According to the Bank of Canada’s recent surveys, while companies are experiencing reduced labour shortages compared to the previous year, they do not feel the urgency to hire more staff. Wage growth, therefore, has been anticipated to remain steady, driven mainly by cost-of-living adjustments rather than productivity gains.
Gross Domestic Product (GDP) Growth
The Bank of Canada maintained its target overnight lending rate at 5% following its March 6, 2024 announcement, marking its fourth consecutive hold after two interest rate hikes in the summer of 2023. The Bank indicated that Canada’s economy showed sluggish performance over the latter half of 2023, forecasting flat growth for Q1 2024, before a slight recovery in the later part of the year.

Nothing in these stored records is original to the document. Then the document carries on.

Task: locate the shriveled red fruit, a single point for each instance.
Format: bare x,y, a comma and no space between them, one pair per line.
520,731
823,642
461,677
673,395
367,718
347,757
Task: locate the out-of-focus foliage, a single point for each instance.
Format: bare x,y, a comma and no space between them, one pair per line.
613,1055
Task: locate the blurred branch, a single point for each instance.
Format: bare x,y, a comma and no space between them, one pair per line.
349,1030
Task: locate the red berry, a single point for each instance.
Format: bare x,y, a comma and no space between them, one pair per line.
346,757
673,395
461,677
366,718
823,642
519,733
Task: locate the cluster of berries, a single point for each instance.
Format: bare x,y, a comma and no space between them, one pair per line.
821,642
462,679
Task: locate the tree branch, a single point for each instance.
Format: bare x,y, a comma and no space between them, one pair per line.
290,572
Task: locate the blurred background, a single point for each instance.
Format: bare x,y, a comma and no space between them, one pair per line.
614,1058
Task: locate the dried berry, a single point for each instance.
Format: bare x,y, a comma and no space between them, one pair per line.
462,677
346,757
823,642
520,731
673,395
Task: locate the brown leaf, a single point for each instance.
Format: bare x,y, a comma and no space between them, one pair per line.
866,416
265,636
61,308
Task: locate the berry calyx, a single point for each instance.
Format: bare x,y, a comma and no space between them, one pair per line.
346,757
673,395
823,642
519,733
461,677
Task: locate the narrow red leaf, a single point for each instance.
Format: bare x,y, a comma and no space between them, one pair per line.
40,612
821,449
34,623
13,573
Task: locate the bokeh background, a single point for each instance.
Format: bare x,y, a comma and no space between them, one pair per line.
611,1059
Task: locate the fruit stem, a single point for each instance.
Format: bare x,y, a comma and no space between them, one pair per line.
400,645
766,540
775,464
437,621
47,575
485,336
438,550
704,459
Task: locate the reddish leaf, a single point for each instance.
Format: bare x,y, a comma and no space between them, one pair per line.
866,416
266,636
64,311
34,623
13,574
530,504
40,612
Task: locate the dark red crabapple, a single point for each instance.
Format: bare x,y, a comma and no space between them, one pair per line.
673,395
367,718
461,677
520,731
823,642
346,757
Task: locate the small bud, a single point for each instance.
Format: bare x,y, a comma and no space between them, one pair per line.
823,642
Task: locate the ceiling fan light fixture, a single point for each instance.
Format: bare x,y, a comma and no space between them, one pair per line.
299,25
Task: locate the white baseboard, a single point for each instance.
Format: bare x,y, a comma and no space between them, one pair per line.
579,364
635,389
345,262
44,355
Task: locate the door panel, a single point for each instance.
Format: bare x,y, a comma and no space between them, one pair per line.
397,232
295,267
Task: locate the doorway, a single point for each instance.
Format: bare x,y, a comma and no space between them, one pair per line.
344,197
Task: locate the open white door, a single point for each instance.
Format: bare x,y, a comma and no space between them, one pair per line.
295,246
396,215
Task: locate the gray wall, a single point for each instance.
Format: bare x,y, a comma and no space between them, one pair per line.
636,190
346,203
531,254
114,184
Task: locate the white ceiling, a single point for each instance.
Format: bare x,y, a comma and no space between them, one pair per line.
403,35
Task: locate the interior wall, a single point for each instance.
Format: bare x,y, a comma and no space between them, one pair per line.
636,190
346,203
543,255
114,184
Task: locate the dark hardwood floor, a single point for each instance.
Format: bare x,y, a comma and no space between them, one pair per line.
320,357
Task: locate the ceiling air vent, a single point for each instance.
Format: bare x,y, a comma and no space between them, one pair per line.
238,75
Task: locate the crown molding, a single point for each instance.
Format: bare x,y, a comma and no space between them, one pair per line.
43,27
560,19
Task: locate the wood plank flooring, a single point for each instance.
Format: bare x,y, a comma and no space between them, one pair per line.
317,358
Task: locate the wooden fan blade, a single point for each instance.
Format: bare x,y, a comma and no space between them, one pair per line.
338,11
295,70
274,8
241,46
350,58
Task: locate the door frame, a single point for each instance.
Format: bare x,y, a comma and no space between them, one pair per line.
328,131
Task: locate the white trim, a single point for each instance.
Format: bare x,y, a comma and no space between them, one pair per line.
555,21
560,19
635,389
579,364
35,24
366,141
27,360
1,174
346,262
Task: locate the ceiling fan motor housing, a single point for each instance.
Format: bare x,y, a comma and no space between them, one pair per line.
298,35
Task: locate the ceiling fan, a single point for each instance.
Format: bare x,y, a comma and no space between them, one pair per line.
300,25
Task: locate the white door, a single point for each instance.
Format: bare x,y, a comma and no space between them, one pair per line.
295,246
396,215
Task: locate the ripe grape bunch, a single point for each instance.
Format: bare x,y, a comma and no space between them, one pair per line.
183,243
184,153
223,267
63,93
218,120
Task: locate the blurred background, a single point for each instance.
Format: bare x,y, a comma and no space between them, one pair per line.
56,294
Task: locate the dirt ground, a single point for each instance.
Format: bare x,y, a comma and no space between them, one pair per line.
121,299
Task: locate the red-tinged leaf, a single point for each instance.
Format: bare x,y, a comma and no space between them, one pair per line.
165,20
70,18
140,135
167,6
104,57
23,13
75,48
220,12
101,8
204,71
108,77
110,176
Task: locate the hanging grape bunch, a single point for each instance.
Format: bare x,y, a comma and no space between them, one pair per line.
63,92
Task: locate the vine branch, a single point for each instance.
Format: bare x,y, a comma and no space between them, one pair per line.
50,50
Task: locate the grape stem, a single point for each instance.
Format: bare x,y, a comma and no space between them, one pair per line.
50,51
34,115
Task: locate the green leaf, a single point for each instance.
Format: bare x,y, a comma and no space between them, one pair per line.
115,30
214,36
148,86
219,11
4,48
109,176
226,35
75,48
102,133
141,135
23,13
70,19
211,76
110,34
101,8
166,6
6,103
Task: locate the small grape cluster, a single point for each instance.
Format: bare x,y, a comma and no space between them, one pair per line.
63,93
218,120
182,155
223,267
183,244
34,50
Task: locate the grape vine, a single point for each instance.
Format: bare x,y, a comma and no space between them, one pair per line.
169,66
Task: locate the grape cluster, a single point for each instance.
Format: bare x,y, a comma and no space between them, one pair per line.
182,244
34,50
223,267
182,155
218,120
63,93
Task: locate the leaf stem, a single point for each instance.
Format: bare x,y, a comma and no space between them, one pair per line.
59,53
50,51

Treasurer estimates suggest GDP growth in Canada is set at 0.8% for 2024, down from 1% in 2023. Meanwhile, real GDP per capita has stagnated since early 2020, highlighting a troubling trend where output growth has not kept pace with the increase in population. Furthermore, uncertainty surrounding inflation may compel the Bank to maintain higher rates longer than anticipated.
Conclusion
The fourth quarter of 2023 has unveiled a complex landscape for commercial real estate in Canada, characterized by declines in key metrics such as housing starts and non-residential building permits, coupled with a stabilizing labour market. Turning the corner into 2024, uncertainties remain as the economy grapples with persistently high interest rates, inflation targets, and broader affordability concerns.
The next CREA commercial snapshot promises further insights, revisiting economic activity in Q1 2024. As stakeholders navigate these shifting sands, adapting strategies in response to evolving economic conditions will be essential for sustainable growth.